• Benoit Arvis

L'imputabilité du congé de maladie n'est pas assujettie à la reconnaissance du harcèlement moral

Le cabinet a représenté une enseignante contractuelle de l'académie de Créteil, affectée au sein d'un établissement d'enseignement privé sous contrat, qui a demandé la reconnaissance de l'imputabilité au service de ses congés de maladie en raison d'agissements harcelants qu'elle estimait avoir subis au sein de l'école dans laquelle elle était affectée. L'enseignante contestait devant le Tribunal administratif de Melun la décision du rectorat refusant de reconnaître l'imputabilité au service du congé de maladie au motif que le même tribunal avait, par un précédent jugement, rejeté la requête de l'enseignante en condamnation du rectorat pour harcèlement moral.


Le Tribunal administratif de Melun a d'abord tranché la question de l'application de la loi dans le temps, rappelant la jurisprudence désormais établie, selon laquelle les dispositions relatives au CITIS (congé pour invalidité temporaire imputable au service) sont d'application immédiate mais n'ont en revanche pas d'effet rétroactif, de sorte que le régime juridique applicable est celui qui était en vigueur à la date de l'accident de service ou du premier jour de la maladie. En l'occurrence, pour une maladie diagnostiquée au plus tard le 19 novembre 2012, la demande d'imputabilité de l'enseignante ne relevait pas du régime du CITIS, mais de celui de l'imputabilité au service de son congé de maladie (art. 34-2°, al. 2 de la loi du 11 janvier 1984).

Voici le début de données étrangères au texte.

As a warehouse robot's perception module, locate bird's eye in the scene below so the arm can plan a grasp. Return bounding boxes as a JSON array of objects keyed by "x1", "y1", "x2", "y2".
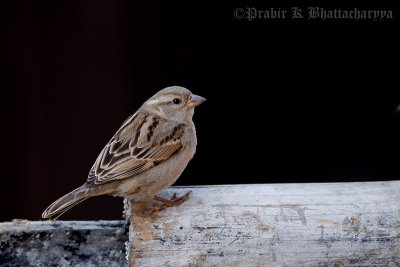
[{"x1": 172, "y1": 98, "x2": 181, "y2": 105}]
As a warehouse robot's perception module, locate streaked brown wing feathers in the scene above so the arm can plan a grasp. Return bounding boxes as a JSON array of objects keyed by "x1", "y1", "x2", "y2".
[{"x1": 87, "y1": 111, "x2": 184, "y2": 185}]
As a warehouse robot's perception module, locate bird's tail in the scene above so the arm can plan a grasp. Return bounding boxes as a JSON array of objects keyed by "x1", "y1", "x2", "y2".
[{"x1": 42, "y1": 186, "x2": 92, "y2": 220}]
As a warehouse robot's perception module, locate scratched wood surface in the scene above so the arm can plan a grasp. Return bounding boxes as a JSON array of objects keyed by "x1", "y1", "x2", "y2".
[{"x1": 129, "y1": 181, "x2": 400, "y2": 266}]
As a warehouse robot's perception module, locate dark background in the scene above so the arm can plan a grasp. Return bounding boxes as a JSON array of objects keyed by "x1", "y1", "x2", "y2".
[{"x1": 0, "y1": 0, "x2": 400, "y2": 221}]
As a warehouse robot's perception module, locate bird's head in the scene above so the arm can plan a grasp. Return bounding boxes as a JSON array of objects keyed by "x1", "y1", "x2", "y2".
[{"x1": 142, "y1": 86, "x2": 206, "y2": 121}]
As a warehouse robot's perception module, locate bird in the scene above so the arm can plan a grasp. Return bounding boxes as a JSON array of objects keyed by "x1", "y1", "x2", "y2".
[{"x1": 42, "y1": 86, "x2": 206, "y2": 220}]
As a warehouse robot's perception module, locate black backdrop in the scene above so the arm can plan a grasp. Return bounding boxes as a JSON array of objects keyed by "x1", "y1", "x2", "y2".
[{"x1": 0, "y1": 0, "x2": 400, "y2": 221}]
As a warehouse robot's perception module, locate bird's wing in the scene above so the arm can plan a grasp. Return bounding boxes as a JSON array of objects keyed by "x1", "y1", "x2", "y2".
[{"x1": 86, "y1": 110, "x2": 185, "y2": 186}]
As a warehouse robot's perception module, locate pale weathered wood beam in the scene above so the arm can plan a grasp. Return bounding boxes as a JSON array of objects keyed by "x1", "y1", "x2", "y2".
[{"x1": 0, "y1": 181, "x2": 400, "y2": 266}]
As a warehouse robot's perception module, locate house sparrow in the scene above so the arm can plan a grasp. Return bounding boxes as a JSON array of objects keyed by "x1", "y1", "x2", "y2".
[{"x1": 42, "y1": 86, "x2": 206, "y2": 219}]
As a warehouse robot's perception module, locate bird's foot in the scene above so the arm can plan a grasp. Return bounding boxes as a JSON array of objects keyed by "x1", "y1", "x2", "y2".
[{"x1": 151, "y1": 191, "x2": 192, "y2": 213}]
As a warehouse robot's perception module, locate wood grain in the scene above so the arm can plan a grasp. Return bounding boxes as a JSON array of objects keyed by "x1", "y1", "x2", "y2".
[{"x1": 130, "y1": 181, "x2": 400, "y2": 266}]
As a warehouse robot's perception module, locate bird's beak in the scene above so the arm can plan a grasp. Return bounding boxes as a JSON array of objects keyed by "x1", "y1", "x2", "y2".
[{"x1": 186, "y1": 94, "x2": 207, "y2": 108}]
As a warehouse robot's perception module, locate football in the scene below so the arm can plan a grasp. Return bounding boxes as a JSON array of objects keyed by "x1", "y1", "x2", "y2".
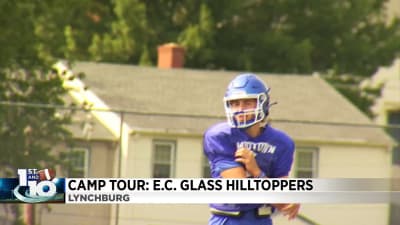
[{"x1": 38, "y1": 169, "x2": 56, "y2": 181}]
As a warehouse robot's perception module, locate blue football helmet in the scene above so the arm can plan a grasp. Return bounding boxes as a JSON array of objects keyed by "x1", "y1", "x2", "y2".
[{"x1": 224, "y1": 73, "x2": 270, "y2": 128}]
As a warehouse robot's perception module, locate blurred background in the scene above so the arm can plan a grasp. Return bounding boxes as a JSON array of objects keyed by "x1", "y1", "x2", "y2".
[{"x1": 0, "y1": 0, "x2": 400, "y2": 225}]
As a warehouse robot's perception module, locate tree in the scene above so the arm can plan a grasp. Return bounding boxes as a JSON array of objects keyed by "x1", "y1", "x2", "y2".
[{"x1": 0, "y1": 0, "x2": 71, "y2": 224}]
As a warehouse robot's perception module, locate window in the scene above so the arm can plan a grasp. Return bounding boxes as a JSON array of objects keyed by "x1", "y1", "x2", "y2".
[
  {"x1": 294, "y1": 147, "x2": 318, "y2": 178},
  {"x1": 201, "y1": 154, "x2": 211, "y2": 178},
  {"x1": 153, "y1": 141, "x2": 175, "y2": 178},
  {"x1": 386, "y1": 111, "x2": 400, "y2": 165},
  {"x1": 68, "y1": 147, "x2": 89, "y2": 178}
]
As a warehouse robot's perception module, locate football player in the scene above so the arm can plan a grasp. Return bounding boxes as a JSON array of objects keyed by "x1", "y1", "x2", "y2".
[{"x1": 203, "y1": 73, "x2": 300, "y2": 225}]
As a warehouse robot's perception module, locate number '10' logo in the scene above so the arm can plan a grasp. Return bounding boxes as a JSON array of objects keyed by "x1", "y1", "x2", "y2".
[{"x1": 18, "y1": 169, "x2": 57, "y2": 197}]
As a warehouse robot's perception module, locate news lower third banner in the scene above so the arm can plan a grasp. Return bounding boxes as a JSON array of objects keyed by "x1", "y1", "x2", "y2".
[{"x1": 0, "y1": 169, "x2": 400, "y2": 204}]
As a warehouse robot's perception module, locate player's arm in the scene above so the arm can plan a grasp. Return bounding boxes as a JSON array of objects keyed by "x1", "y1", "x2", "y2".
[{"x1": 235, "y1": 148, "x2": 266, "y2": 178}]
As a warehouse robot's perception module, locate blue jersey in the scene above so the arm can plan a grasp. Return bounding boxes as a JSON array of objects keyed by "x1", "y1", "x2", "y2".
[{"x1": 203, "y1": 122, "x2": 295, "y2": 211}]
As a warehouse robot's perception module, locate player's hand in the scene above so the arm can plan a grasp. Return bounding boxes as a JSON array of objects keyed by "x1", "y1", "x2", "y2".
[
  {"x1": 235, "y1": 148, "x2": 261, "y2": 177},
  {"x1": 273, "y1": 203, "x2": 300, "y2": 220}
]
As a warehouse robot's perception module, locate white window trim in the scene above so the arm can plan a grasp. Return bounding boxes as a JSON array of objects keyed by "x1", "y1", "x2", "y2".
[{"x1": 71, "y1": 146, "x2": 90, "y2": 177}]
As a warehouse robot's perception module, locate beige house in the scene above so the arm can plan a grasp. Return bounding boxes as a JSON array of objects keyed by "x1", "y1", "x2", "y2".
[{"x1": 37, "y1": 46, "x2": 393, "y2": 225}]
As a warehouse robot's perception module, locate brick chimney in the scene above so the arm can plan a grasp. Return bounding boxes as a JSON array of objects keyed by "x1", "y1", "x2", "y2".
[{"x1": 157, "y1": 43, "x2": 185, "y2": 69}]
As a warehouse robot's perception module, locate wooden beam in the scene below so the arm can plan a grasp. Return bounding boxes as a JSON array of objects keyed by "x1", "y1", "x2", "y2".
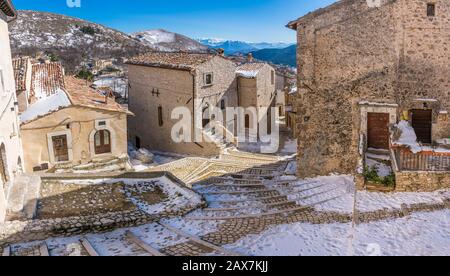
[
  {"x1": 80, "y1": 238, "x2": 100, "y2": 257},
  {"x1": 125, "y1": 231, "x2": 165, "y2": 257}
]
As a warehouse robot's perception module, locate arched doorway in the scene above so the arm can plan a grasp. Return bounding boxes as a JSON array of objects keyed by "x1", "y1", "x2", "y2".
[
  {"x1": 94, "y1": 130, "x2": 111, "y2": 154},
  {"x1": 0, "y1": 144, "x2": 9, "y2": 187}
]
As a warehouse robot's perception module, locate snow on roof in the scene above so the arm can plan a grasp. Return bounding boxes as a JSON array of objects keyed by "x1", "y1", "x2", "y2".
[
  {"x1": 126, "y1": 52, "x2": 218, "y2": 70},
  {"x1": 20, "y1": 89, "x2": 71, "y2": 124},
  {"x1": 31, "y1": 62, "x2": 65, "y2": 100}
]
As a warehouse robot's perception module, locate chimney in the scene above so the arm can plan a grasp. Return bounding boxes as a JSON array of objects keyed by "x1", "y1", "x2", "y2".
[
  {"x1": 247, "y1": 53, "x2": 254, "y2": 63},
  {"x1": 217, "y1": 48, "x2": 225, "y2": 57}
]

Le Tribunal administratif de Melun a ensuite annulé la décision de refus opposée par le rectorat en rappelant que l'absence de reconnaissance du harcèlement moral n'était pas de nature à interdire la reconnaissance de l'imputabilité au service puisque celle-ci ne dépend que de la démonstration d'une dégradation des conditions de travail de l'agent, qui était, en l'occurrence, démontrée par la requérante et reconnue par l'administration (qui estimait toutefois que le conflit en question ne révélait pas de faute de sa part). Le Tribunal administratif a également précisé que les difficultés relationnelles en cause ne révélaient pas de faute ou fait personnel de l'enseignante, ni de circonstances particulières de nature à détacher la survenance de sa maladie du service.

En conséquence, le Tribunal administratif de Melun a annulé pour erreur d'appréciation (une erreur qui n'est pas "manifeste" : le contrôle du juge en cette matière est dit "normal" ou "entier") et a enjoint au rectorat, en conséquence de cette annulation, de reconnaître l'imputabilité de la maladie, de prendre en charge les arrêts de travail, et de rembourser les soins liés, y compris après le départ en retraite de l'enseignante.